Brain Fog: Shanghai filmmaker gives local voice to mental health in China
It's one thing to read clinical accounts detailing the symptoms and treatments of mental illness and another to know the intimate experience of those living with them. Articles, interviews and medical papers go a long way to inform, but knowing you're not alone on your well-being journey plays a pivotal role in one's healing. And while more people are starting to share their stories, most are told by Western voices, making the many conditions that color the mental health spectrum look to be a foreign problem in China.
I spoke with Shanghai-based independent filmmaker Jidi Guo about her latest documentary, "Brain Fog." The film closely follows a small number of Chinese people living with mental illness. By sharing the stories of a brave few, Jidi paves a pathway of hope and support for the many.
What drives your work?
My projects are varied but at their root is my interest in individuals. I've always been curious about the human story, what got people to their point in life and how they see the world.
Tell me about "Brain Fog" and what you hope to achieve with it.
Globally there's been more attention directed toward mental health. And while I've seen some content produced by professionals and lifestyle publications in China, we've missed the first-person perspective. I wanted to document firsthand experiences and textured stories for people to relate to or empathize with. It's not easy to initiate a sensitive conversation, ask for help or offer support. So the goal was to create something that could be shared when we can't find the words ourselves.
The main contributors are all women, was that intentional?
Interesting you point that out. I posted an open casting call on Douban without specifying gender, age or other background requirements. It just so happened that women wanted to tell their stories. Some men reached out to ask if they could contribute behind the scenes. So we have women in front of the camera and mostly men behind it. Still, the project was meaningful to all, no matter their role.
I get the sense your focus was less about the condition and more about the person behind it?

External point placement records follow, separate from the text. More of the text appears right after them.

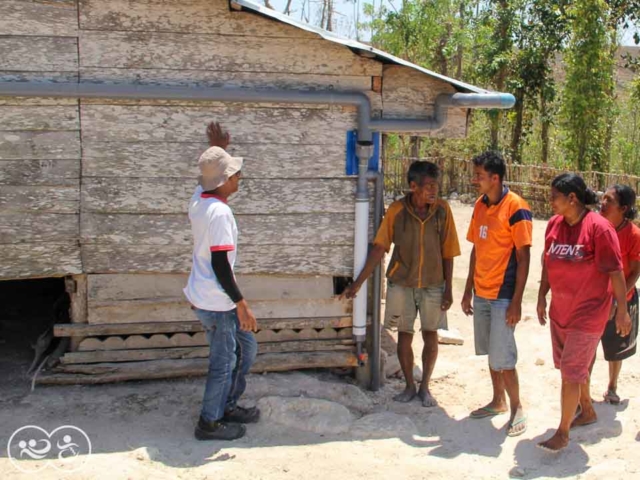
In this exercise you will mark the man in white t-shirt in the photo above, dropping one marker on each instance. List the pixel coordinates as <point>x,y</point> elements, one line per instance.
<point>216,299</point>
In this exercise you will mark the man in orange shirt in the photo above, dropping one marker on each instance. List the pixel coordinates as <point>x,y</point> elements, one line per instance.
<point>501,231</point>
<point>421,228</point>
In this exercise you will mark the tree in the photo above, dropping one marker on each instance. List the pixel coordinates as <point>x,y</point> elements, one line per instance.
<point>541,34</point>
<point>587,98</point>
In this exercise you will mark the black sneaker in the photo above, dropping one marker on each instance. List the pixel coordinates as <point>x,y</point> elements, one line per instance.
<point>206,430</point>
<point>242,415</point>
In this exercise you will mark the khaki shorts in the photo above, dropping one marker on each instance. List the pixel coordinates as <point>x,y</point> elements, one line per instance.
<point>403,305</point>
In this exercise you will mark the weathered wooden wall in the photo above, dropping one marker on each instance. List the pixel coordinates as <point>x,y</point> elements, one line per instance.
<point>95,185</point>
<point>40,153</point>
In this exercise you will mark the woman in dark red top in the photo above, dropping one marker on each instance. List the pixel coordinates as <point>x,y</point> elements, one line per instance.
<point>619,207</point>
<point>582,267</point>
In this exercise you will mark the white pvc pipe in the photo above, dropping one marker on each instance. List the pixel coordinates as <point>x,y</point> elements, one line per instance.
<point>361,243</point>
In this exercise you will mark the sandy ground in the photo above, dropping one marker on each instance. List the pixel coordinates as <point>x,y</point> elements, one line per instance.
<point>145,429</point>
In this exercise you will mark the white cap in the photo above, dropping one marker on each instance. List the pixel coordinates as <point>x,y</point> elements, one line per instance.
<point>216,166</point>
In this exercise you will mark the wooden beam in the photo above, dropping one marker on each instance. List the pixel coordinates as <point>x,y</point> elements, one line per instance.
<point>158,369</point>
<point>174,229</point>
<point>55,117</point>
<point>39,145</point>
<point>269,124</point>
<point>86,330</point>
<point>39,260</point>
<point>199,352</point>
<point>38,227</point>
<point>253,287</point>
<point>204,17</point>
<point>39,54</point>
<point>221,52</point>
<point>305,259</point>
<point>76,287</point>
<point>59,18</point>
<point>171,195</point>
<point>177,309</point>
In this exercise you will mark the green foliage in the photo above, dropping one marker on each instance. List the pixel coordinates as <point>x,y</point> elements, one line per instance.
<point>587,109</point>
<point>577,120</point>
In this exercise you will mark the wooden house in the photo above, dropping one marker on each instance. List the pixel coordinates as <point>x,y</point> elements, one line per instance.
<point>94,185</point>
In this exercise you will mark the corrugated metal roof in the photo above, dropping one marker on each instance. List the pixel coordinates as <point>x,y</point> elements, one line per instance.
<point>360,48</point>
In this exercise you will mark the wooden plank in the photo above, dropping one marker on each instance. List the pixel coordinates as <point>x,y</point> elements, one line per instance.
<point>39,260</point>
<point>37,117</point>
<point>288,335</point>
<point>39,54</point>
<point>134,355</point>
<point>37,101</point>
<point>186,16</point>
<point>159,369</point>
<point>172,195</point>
<point>38,228</point>
<point>42,77</point>
<point>253,287</point>
<point>261,259</point>
<point>272,362</point>
<point>218,52</point>
<point>120,159</point>
<point>124,123</point>
<point>177,309</point>
<point>52,18</point>
<point>197,352</point>
<point>43,199</point>
<point>293,229</point>
<point>86,330</point>
<point>408,93</point>
<point>39,145</point>
<point>40,172</point>
<point>76,287</point>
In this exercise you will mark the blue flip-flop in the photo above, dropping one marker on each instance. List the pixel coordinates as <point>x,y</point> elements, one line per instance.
<point>485,412</point>
<point>513,424</point>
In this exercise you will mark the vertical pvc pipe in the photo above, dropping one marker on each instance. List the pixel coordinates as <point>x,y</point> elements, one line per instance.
<point>377,290</point>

That's correct. It was a deliberate choice not to cast or build the documentary around mental health conditions but instead look into people's lives. My job as a filmmaker was to give context and make mental health more relatable. People are not their illnesses, so I wasn't going to use that as my starting point.
It's stripped-back style-wise. Was that a conscious decision?
Yeah, at various points in the creation process, I wondered whether to add external voices or effects. In the end, I chose to leave the footage as raw and authentic as the stories shared. And it wasn't a priority for me to add expert opinion or my commentary; there's other content available for that.
What reaction has the film had?
Lots of encouraging comments are about the bravery of these women for opening up so vulnerably. People shared their own journeys, detailing struggles, symptoms, diagnoses and treatment. And recently, I've noticed the video being shared quite a bit. For me, that alone makes the project worthwhile.
What has this film taught you?
China has specific cultural and social barriers when it comes to mental health, and from what I've seen, misunderstanding is among the biggest. People with conditions are stigmatized by colleagues, friends, family members and on the dating scene. And while mental health is universal, triggers and challenges are specific to our culture. Chinese society has evolved rapidly, causing huge pressure on our people and gaps in generational understanding. Because mental health is cloaked in cultural connotations and fear, firsthand accounts that are specific to our linguistic and sociocultural context are essential in creating better awareness. The other thing I've learned is how intimidating the health care system can be. Everything from diagnosis to treatment is hard to navigate and even harder to afford.
I'm always on the lookout for new stories, but there's nothing concrete yet. For now, I'm proud to bring this documentary to the public and happy to see Shanghai Daily flying a flag for mental health.